Mittwoch, 20. Mai 2009

Ubuntu 9.04 and simon

Ubuntu Jaunty Jackalope and simon are not exactly best friends. If you tried it, you most likely experienced some very strange sound issues.

simon hangs, something else hangs, everything hangs...

I installed Kubuntu 9.04 today and had the very same issues.

Turns out the problem is a pretty old portaudio version.
The current snapshot fixed all those problems for me. You can get it on the portaudio website. Download the pa_snapshot.tgz, compile and install.

I haven't yet found a pre-packaged debian package to spare you the compiling part. If you know one, please let me know in the comments.

Also, it worked for me but obviously YMMV. Still issues? Again: let me know in the comments.

Freitag, 15. Mai 2009

XML - Again...

Ok it seems my last blog post has triggered quite a reply.

However, I think there still seems to be a bit of confusion. Let's try again...

Why am I so into XML-based standards? Because I understand them.

Even if this was not your intention, this is a bit misleading as it suggests that I don't understand XML files and if I would, I would share your points of view.

I can assure you that I understand the principles of XML files very well. Hell, a lot of parts of simon even use XML files (take a look at how the commands are stored for example).

But at the moment it just doesn't make sense to use a custom PLS modification (adding terminal tags). We need the lexicon to be readable by julius and HTK. This implies that we have to store the lexicon in that format (or add support to Julius; HTK is essential closed-source so we would still have to keep a seperate HTK lexicon around). It essentially does not matter what I believe is the better format for the job.

So the only possible way to incorporate a XML based dictionary storage format would be to add an additional layer. This, however, means that the features supported can only be the smallest common denominator of both formats. So no fancy IPA (no support in HTK), no nice multiple-graphemes per word (HTK could be compared to 1NF if you are familiar with database normalization), etc. In the end this additional layer would bring nothing beneficial to the table because we can't use it's nice features as long as we have to keep HTK compliant too. All it would do is introduce another source for errors.

All these considerations are irrelevant when we take Julius and HTK out of the equation. Then, adopting and modifying PLS is not such a bad idea (altough I would like to store commands and the dictionary in the same file for the upcoming package-based structure). Removing the dependency on HTK is something I would like very much but it doesn't seem feasible right now and in the near future.

And, by the way: I don’t like to read SAMPA. I prefer the IPA when editing the pronouncing dictionary.

The HTK does not support UTF-8. However, I would prefer using the SAMPA even if it did. I find that it is much easier to read and learn the SAMPA (especially if you speak german). Also, I do prefer to be able to transcribe my words with the keyboard instead of using sign-tables to pick out the symbols.
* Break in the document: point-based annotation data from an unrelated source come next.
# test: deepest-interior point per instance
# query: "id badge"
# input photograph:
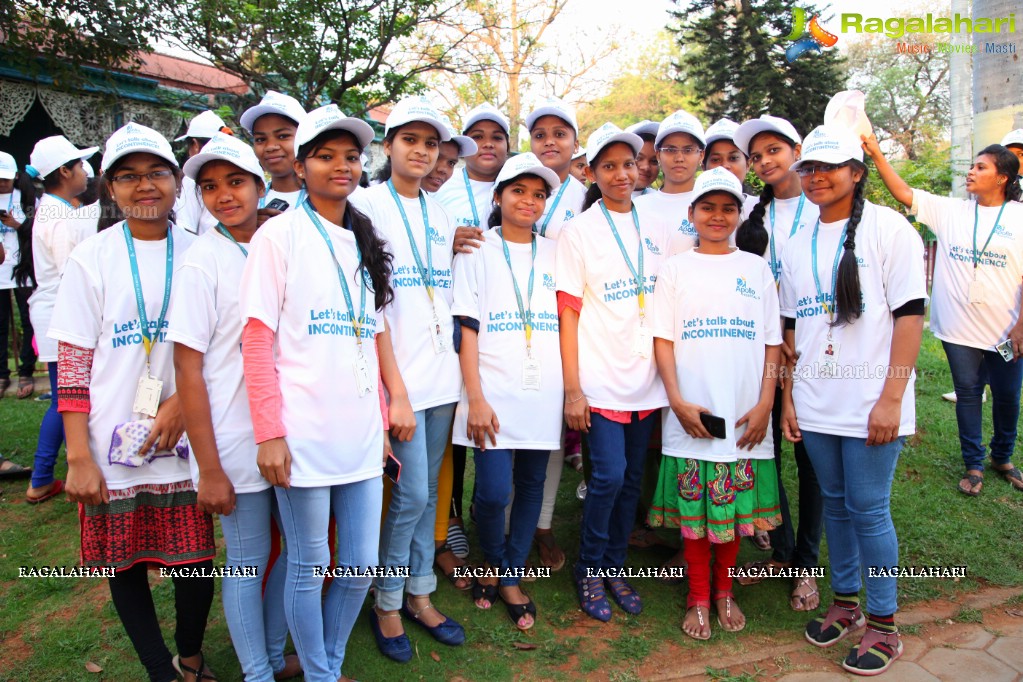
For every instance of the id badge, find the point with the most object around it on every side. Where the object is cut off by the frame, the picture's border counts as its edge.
(147, 396)
(642, 344)
(531, 374)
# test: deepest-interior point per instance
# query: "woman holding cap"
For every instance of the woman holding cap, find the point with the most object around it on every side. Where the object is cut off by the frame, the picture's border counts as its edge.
(852, 298)
(608, 260)
(509, 407)
(207, 335)
(976, 305)
(128, 470)
(716, 487)
(418, 233)
(312, 292)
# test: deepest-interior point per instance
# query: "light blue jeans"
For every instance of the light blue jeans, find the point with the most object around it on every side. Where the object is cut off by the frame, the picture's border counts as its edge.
(320, 630)
(407, 538)
(255, 620)
(856, 486)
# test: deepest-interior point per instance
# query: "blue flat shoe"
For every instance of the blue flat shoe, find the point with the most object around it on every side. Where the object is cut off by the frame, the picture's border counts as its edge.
(449, 632)
(396, 648)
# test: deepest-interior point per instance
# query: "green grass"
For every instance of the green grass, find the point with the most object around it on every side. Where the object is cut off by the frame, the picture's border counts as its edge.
(49, 629)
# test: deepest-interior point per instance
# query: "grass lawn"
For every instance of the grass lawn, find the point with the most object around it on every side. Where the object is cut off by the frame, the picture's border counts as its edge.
(50, 628)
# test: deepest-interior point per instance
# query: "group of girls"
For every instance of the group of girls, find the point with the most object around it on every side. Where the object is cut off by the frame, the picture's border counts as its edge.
(589, 310)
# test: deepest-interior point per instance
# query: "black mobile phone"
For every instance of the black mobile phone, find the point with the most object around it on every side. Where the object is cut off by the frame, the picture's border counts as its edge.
(715, 425)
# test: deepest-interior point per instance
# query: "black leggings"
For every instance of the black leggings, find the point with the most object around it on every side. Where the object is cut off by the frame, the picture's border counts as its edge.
(133, 601)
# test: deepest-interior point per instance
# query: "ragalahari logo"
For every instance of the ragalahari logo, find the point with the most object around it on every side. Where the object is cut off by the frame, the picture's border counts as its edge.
(808, 37)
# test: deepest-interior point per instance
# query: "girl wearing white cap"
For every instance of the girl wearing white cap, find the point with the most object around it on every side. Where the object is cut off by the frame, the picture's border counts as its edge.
(128, 470)
(207, 334)
(977, 292)
(608, 260)
(510, 360)
(716, 307)
(852, 298)
(45, 240)
(312, 292)
(418, 233)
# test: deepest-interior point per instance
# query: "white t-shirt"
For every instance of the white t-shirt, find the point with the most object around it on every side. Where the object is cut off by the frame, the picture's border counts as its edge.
(455, 198)
(431, 378)
(953, 318)
(890, 256)
(562, 211)
(590, 266)
(96, 309)
(291, 284)
(529, 419)
(721, 313)
(205, 317)
(56, 230)
(8, 236)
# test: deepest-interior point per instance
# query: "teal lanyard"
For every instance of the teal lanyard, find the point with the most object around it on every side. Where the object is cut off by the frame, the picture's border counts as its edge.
(775, 266)
(553, 207)
(357, 322)
(223, 230)
(636, 274)
(149, 339)
(525, 312)
(427, 273)
(976, 215)
(472, 199)
(830, 309)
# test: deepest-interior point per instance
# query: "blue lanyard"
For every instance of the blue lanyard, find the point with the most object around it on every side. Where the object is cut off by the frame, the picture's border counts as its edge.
(148, 339)
(553, 207)
(426, 274)
(830, 309)
(472, 199)
(356, 322)
(223, 230)
(525, 312)
(636, 274)
(775, 267)
(976, 215)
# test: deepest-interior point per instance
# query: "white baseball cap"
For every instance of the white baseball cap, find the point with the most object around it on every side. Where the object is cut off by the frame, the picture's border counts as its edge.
(556, 107)
(1013, 137)
(135, 137)
(830, 144)
(204, 126)
(527, 163)
(607, 134)
(746, 132)
(273, 102)
(680, 122)
(224, 147)
(8, 167)
(330, 118)
(415, 108)
(486, 111)
(717, 180)
(52, 152)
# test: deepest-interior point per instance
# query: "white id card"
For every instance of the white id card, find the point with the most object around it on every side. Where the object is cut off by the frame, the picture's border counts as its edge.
(147, 396)
(531, 374)
(642, 344)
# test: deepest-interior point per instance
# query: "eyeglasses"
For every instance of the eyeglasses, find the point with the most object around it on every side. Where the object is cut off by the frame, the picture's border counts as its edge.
(674, 151)
(806, 171)
(136, 178)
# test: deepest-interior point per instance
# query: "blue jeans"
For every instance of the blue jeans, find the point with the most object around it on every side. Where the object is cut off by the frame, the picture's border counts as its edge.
(320, 629)
(972, 368)
(407, 538)
(495, 472)
(255, 621)
(856, 484)
(50, 437)
(617, 455)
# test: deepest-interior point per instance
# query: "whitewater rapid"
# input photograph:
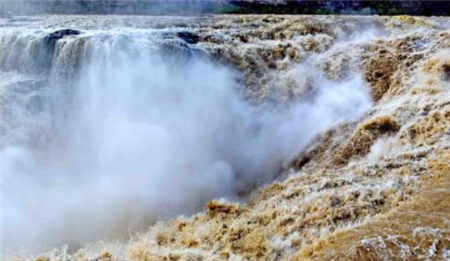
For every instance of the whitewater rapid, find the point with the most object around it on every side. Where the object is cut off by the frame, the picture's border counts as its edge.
(107, 130)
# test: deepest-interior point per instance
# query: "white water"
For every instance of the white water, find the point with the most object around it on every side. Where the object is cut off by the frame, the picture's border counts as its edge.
(118, 133)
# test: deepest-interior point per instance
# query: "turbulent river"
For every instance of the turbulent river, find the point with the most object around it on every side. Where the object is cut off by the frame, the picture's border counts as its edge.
(110, 124)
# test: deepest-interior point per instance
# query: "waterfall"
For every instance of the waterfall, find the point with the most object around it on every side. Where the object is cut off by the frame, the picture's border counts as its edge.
(104, 131)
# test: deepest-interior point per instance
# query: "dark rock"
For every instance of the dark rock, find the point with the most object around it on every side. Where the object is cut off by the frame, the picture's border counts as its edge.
(55, 36)
(189, 37)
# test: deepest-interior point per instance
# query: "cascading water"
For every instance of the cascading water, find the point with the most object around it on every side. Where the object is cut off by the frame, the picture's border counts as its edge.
(109, 130)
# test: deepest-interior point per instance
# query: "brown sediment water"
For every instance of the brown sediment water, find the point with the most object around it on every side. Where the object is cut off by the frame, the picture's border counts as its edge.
(374, 188)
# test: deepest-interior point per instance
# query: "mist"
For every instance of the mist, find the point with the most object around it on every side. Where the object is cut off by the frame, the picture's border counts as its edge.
(135, 134)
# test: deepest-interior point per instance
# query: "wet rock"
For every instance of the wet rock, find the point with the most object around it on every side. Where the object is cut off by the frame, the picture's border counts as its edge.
(55, 36)
(189, 37)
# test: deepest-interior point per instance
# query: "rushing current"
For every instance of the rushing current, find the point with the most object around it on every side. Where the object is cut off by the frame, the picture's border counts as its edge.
(105, 130)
As the IPA and X-Sampa can be converted to and from each other without loosing anything I don't really see a problem there.

Sometimes, I ask myself the question: why don’t they switch from SAMPA to the IPA? Why don’t they switch their homepage from ISO-8895-1 to UTF-8?

This somehow confused me a bit. Our homepage is UTF-8 encoded? So are all the files produced by simon (except where it is not possible because of third party products that don't support it)...

Then I saw that you linked to the SPHINX homepage and not to our homepage...

export functionality is a low priority feature

OK. From my point of view, Voxforge needs an export functionality.

This is especially confusing as I was talking about export functionality of simon. You talk about an export functionality from Voxforge which would be an import feature from simons point of view. And as I stated in my previous blog post this is something that I am indeed very interested in.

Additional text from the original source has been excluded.